A partir da análise de estudos já realizados e dos dados empíricos, o
presente trabalho procura, pois, sublinhar a educação como uma dimensão
muito influente nos processos estruturais de configuração de sistemas de
oportunidades e constrangimentos. Um conjunto de autores com trabalhos
importantes, relativamente recentes, tem estado no centro desta
problemática, posicionando precisamente a educação na análise dos
processos de mobilidade e das desigualdades sociais, e enfatizando a
comparação entre países europeus: veja-se, entre outros, Herman van
Werfhorst (2007); ou Richard Breen, nomeadamente com Jan O. Jonsson
(Breen & Jonsson, 2005); ou com os contributos de uma equipa mais
alargada, como Richard Breen, Ruud Luijkx, Walter Müller, e Reinhard Pollak
(2009, 2010), que reequacionam estas desigualdades à luz da desigualdade
educativa entre géneros.
265Educação e mobilidade social
Autores como Breen e Jonsson (2005) focam-se na ligação entre as
origens sociais e os destinos na estrutura ocupacional, documentando
empiricamente como a validade analítica destas relações no tempo tem sido
importante, embora muito subsidiárias dos contextos nacionais e das suas
dinâmicas específicas, nomeadamente no que respeita ao peso das origens
educacionais. Estes autores (Breen & Jonsson, 2007) destacam a maior
fluidez na mobilidade social sueca por via do declínio das desigualdades
educacionais e uma estrutura educativa mais qualificada.

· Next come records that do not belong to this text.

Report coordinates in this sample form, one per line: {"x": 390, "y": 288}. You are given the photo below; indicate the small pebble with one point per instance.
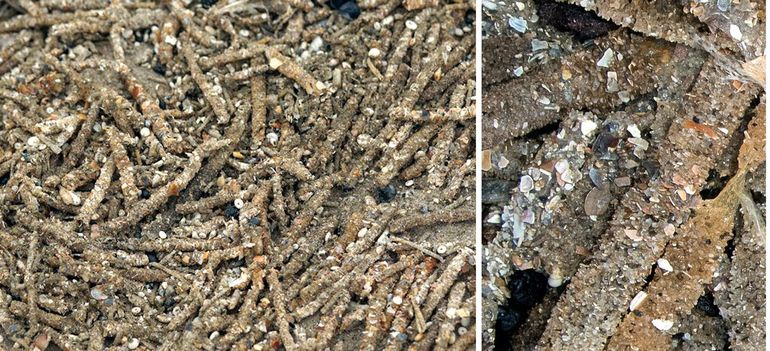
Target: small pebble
{"x": 623, "y": 181}
{"x": 518, "y": 24}
{"x": 634, "y": 130}
{"x": 665, "y": 265}
{"x": 98, "y": 294}
{"x": 638, "y": 299}
{"x": 662, "y": 324}
{"x": 33, "y": 141}
{"x": 735, "y": 32}
{"x": 587, "y": 127}
{"x": 347, "y": 8}
{"x": 526, "y": 184}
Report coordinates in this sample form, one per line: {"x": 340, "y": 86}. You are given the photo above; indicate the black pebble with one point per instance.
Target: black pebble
{"x": 527, "y": 288}
{"x": 470, "y": 16}
{"x": 707, "y": 305}
{"x": 231, "y": 211}
{"x": 347, "y": 8}
{"x": 208, "y": 3}
{"x": 385, "y": 194}
{"x": 254, "y": 221}
{"x": 392, "y": 256}
{"x": 508, "y": 319}
{"x": 583, "y": 24}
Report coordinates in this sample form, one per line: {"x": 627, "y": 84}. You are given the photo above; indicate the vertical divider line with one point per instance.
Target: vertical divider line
{"x": 479, "y": 247}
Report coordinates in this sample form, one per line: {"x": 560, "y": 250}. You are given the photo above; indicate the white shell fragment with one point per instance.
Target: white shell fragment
{"x": 555, "y": 281}
{"x": 587, "y": 127}
{"x": 665, "y": 265}
{"x": 538, "y": 45}
{"x": 723, "y": 5}
{"x": 669, "y": 229}
{"x": 662, "y": 324}
{"x": 634, "y": 130}
{"x": 606, "y": 58}
{"x": 612, "y": 82}
{"x": 638, "y": 299}
{"x": 526, "y": 184}
{"x": 518, "y": 24}
{"x": 735, "y": 32}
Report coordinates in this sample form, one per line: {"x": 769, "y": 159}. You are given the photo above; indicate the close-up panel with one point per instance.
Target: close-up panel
{"x": 623, "y": 166}
{"x": 237, "y": 174}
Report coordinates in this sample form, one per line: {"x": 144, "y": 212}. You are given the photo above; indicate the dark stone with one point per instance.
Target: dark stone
{"x": 495, "y": 191}
{"x": 207, "y": 3}
{"x": 347, "y": 8}
{"x": 159, "y": 69}
{"x": 231, "y": 211}
{"x": 385, "y": 194}
{"x": 527, "y": 288}
{"x": 508, "y": 319}
{"x": 470, "y": 17}
{"x": 583, "y": 24}
{"x": 707, "y": 305}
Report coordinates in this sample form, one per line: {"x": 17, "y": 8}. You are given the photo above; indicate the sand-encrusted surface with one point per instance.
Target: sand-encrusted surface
{"x": 237, "y": 175}
{"x": 607, "y": 148}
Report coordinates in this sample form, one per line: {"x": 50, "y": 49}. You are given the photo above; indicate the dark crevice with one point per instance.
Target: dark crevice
{"x": 714, "y": 185}
{"x": 527, "y": 288}
{"x": 545, "y": 130}
{"x": 583, "y": 24}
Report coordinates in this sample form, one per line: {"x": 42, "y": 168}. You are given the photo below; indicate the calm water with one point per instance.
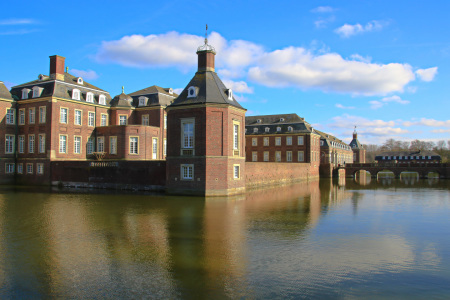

Neste contexto,
uma maior equidade de rendimentos e das condições de participação no
emprego, nomeadamente nos segmentos que têm revelado maiores
exigências do ponto de vista da qualificação, parecem estar mais
relacionadas com os recursos educativos do que com as origens familiares.
Nesta medida, o argumento de Werfhorst (2007), longe de considerar
linear o contributo da educação nesses mecanismos, remete para os efeitos
contraditórios registados ao longo do século XX. O autor ressalva, no entanto,
que, desde os anos 80, a educação parece ter um impacto mais importante
para a obtenção de maiores rendimentos, mesmo que esse contributo não se
revele tão claro para o posicionamento numa classe social mais elevada.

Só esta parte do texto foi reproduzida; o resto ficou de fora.